Dylewska's latest film, In Darkness, directed by Agnieszka Holland, has been nominated for the foreign-film Academy Award in 2012. It has already won the top prize at November's Plus Camerimage film festival in Łódź, fighting off fierce competition from other productions such as The Tree of Life and Melancholia.
In Darkness is not the 53-year-old's first film. Dylewska graduated from the National Film School in Łódź in 1989, and worked on several international productions including Sergei Dvortsevoy's Tulpan. She had originally wanted to become a director, but, as she told Variety, "fell in love with the camera". Dylewska states that her early foray into documentary filmmaking thought her to look at the world attentively, and always ask herself before each film the question of who is the camera in the story.
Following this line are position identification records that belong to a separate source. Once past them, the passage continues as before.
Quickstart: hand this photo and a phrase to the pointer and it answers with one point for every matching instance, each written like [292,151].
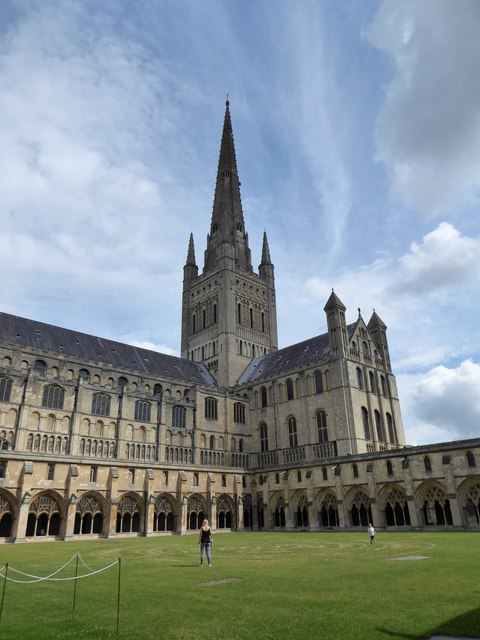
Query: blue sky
[357,132]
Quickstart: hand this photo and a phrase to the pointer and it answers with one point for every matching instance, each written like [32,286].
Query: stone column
[20,523]
[183,514]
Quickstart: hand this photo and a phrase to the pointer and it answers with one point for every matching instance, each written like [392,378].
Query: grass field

As the director of photography on In Darkness, a WWII tale of Jews hiding from the Nazis in the sewers under Lviv, she managed to realistically recreate the darkness of the sewers.
Variety quotes Dylewska on her experience working on the film with Holland,
The challenge, artistically and technologically, was to deliver the real darkness of the sewers (...) Agnieszka [Holland] would always shout, "Darker, darker!" She was much more courageous than me in entering the darkness. I was following her, building shadows so the gestures and the glances of the actors would not disappear, and so the audience would feel touched by this darkness.
Other top-ten world cinematographers named by Iain Blair on Variety's "to watch" list are: Christopher Blauvelt (Nobody Walks), Manuel Alberto Claro (Melancholia), Benjamin Kasulke (The Off Hours; Safety Not Guaranteed; Your Sister's Sister) and Masanobu Takayanagi (Warrior; The Grey).
See Variety's article on Dylewska
Variety is one of the most influential weekly entertainment magazines published in the US. It was established in New York in 1905.